The Infrastructure Hub -- Part 2

Golden Path Terraform Modules

#platform-engineering #backstage #terraform #golden-path #scaffolder

The Problem

You ask three engineers to create a Terraform module. You get three different things.

Engineer A creates a single main.tf with everything in one file. No variables file, no outputs, no README. It works, but nobody else can use it without reading the code line by line.

Engineer B follows the HashiCorp structure — main.tf, variables.tf, outputs.tf, versions.tf. Has a README. But no tests, no examples, no CI pipeline. The module works today. In six months, someone updates the Azure provider and it breaks silently.

Engineer C creates a module with tests, examples, documentation, and a CI pipeline. It takes them a week. The next module they create? Also a week. Because they start from scratch every time.

The problem is not that engineers don’t know how to structure a module. The problem is that there’s no golden path — no standard template that gives you the right structure, the right tests, the right CI, and the right documentation from the start.

And if you manage infrastructure for multiple clients (like an MSP), the problem is worse. Client A uses Azure. Client B uses Scaleway. Client C uses AWS. Each cloud has different provider patterns, different resource naming, different testing approaches. Without templates, every module is a snowflake.

The Solution

Backstage Scaffolder templates that generate Terraform modules with the right structure for each cloud provider. But not just the structure — the actual resources too.

Here’s the key idea: the parameters you give the template are concrete. Cloud provider, resource type, required features. There’s nothing ambiguous. So we can ask AI to generate the main.tf with real resources, real data sources, real outputs — because the input is deterministic. We’re not asking “build me something cool.” We’re saying “create an Azure storage account module with private endpoints and lifecycle policies using azurerm 4.x.” The AI follows the latest HashiCorp patterns and the provider’s documentation.

One click, you get:

  • Standard folder structure (main.tf, variables.tf, outputs.tf, versions.tf)
  • Pre-configured provider block with the correct version constraints
  • AI-generated resources in main.tf based on your description — not a TODO placeholder
  • A README.md with inputs/outputs table and usage example
  • A catalog-info.yaml already filled with the right metadata
  • TechDocs configuration (mkdocs.yml + docs/ folder)
  • A basic test structure (using Terratest or terraform validate)
  • A CI pipeline template (GitHub Actions, Azure DevOps, or GitLab CI)
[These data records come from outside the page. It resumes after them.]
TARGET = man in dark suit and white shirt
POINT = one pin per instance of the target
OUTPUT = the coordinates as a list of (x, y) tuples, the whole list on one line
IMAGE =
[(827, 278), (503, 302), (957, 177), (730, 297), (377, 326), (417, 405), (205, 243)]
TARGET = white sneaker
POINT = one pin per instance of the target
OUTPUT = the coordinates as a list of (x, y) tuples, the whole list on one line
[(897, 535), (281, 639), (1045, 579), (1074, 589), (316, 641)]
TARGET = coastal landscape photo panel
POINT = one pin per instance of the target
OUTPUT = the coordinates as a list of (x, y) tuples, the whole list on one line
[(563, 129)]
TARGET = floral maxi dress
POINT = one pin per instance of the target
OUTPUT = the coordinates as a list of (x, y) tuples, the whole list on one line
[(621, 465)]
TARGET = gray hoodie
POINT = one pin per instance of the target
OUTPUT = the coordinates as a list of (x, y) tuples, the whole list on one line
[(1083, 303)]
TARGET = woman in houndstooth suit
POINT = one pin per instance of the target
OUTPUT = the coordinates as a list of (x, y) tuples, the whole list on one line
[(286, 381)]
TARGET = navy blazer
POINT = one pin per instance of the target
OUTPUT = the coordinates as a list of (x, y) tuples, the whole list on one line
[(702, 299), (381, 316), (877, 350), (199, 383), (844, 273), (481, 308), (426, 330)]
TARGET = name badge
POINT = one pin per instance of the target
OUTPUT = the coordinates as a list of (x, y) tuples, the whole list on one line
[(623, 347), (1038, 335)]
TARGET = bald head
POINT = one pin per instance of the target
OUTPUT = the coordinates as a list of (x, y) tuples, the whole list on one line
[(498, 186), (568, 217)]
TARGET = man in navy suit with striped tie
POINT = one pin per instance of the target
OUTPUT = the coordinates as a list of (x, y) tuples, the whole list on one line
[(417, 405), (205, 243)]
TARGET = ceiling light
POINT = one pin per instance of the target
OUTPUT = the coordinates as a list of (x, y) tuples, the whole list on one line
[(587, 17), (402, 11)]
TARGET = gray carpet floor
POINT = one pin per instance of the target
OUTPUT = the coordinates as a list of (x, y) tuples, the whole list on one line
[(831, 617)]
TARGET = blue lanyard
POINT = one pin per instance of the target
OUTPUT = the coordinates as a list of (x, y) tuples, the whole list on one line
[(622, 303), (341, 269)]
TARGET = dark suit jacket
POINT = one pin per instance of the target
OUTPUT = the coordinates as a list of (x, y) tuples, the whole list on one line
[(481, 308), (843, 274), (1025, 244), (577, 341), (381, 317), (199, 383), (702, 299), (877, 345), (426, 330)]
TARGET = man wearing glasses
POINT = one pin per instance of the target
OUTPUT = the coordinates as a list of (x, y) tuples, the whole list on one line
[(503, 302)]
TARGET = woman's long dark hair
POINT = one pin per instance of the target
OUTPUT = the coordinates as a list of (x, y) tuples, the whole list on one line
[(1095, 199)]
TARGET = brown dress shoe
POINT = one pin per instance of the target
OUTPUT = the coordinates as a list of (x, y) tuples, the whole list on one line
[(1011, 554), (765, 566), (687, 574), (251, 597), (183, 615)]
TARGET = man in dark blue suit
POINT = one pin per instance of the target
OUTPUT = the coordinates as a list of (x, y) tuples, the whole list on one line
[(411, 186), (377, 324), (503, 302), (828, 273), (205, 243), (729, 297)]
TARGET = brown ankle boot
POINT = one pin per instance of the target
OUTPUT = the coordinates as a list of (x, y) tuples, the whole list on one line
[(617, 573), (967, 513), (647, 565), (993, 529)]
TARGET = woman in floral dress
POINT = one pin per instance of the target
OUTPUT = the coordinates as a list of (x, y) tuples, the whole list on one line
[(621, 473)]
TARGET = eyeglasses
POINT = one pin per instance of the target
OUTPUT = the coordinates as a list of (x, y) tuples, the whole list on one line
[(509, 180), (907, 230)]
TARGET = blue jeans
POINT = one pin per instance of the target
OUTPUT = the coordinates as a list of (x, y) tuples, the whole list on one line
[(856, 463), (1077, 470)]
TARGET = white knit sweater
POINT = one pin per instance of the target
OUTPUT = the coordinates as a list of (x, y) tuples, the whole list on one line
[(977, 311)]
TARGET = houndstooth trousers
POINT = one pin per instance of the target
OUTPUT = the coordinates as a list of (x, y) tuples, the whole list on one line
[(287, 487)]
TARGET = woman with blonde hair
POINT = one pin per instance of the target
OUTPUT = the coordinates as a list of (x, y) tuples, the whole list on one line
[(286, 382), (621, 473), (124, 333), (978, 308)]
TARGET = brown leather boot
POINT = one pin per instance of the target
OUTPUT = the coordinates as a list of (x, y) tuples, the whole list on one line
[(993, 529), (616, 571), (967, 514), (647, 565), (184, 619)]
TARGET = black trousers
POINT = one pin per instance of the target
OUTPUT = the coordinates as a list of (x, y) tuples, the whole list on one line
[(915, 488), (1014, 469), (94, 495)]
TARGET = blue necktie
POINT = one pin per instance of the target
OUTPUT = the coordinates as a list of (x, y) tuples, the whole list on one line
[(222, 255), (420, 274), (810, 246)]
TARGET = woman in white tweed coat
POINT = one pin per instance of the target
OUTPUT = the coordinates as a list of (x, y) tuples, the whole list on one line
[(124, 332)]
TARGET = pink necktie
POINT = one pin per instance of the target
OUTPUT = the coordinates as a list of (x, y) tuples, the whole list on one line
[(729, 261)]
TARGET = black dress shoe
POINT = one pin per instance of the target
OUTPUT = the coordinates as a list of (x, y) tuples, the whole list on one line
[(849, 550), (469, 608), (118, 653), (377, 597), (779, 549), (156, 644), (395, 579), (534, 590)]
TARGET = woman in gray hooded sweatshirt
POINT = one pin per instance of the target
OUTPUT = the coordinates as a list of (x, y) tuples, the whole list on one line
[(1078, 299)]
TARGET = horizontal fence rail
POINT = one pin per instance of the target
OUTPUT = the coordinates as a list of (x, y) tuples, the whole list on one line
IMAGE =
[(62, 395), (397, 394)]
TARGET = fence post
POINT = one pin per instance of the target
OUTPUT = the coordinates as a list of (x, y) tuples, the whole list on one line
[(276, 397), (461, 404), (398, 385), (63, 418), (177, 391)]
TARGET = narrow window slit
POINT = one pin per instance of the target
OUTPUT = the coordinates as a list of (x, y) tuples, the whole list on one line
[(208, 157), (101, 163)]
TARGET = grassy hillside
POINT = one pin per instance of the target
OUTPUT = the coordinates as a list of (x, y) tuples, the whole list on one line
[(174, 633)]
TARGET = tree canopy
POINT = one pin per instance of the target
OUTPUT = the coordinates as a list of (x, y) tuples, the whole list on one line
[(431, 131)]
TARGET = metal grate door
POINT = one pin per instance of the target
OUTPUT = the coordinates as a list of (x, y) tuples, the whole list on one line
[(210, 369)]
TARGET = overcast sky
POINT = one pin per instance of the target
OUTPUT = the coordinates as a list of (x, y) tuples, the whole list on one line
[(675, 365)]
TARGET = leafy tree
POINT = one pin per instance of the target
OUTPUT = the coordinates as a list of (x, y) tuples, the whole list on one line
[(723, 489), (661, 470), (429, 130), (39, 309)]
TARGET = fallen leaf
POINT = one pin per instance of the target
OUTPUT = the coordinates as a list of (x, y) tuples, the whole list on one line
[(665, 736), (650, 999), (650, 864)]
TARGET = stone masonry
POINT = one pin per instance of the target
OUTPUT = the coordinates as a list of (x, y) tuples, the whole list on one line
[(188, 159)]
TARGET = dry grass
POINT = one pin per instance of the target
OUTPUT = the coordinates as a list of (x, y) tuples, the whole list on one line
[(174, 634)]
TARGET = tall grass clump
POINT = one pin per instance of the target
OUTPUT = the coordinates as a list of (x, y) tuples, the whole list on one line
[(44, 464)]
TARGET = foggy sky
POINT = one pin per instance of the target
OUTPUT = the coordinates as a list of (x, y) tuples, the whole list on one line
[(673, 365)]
The engineer picks a cloud, describes what the module should create, and the scaffolder generates everything — structure, code, docs, CI, catalog entry. The engineer reviews the generated code, adjusts if needed, and pushes. The 90% that is standard boilerplate is done in seconds.

For MSPs, you add a “client” parameter. The module gets tagged with the client name, registered under the right system in the catalog, and the CI pipeline deploys to the client’s subscription/project.

Execute

The Multi-Cloud Template

This is a single Backstage template that handles Azure, Scaleway, AWS, and GCP. The cloud selection drives which provider block, which examples, and which CI template gets generated.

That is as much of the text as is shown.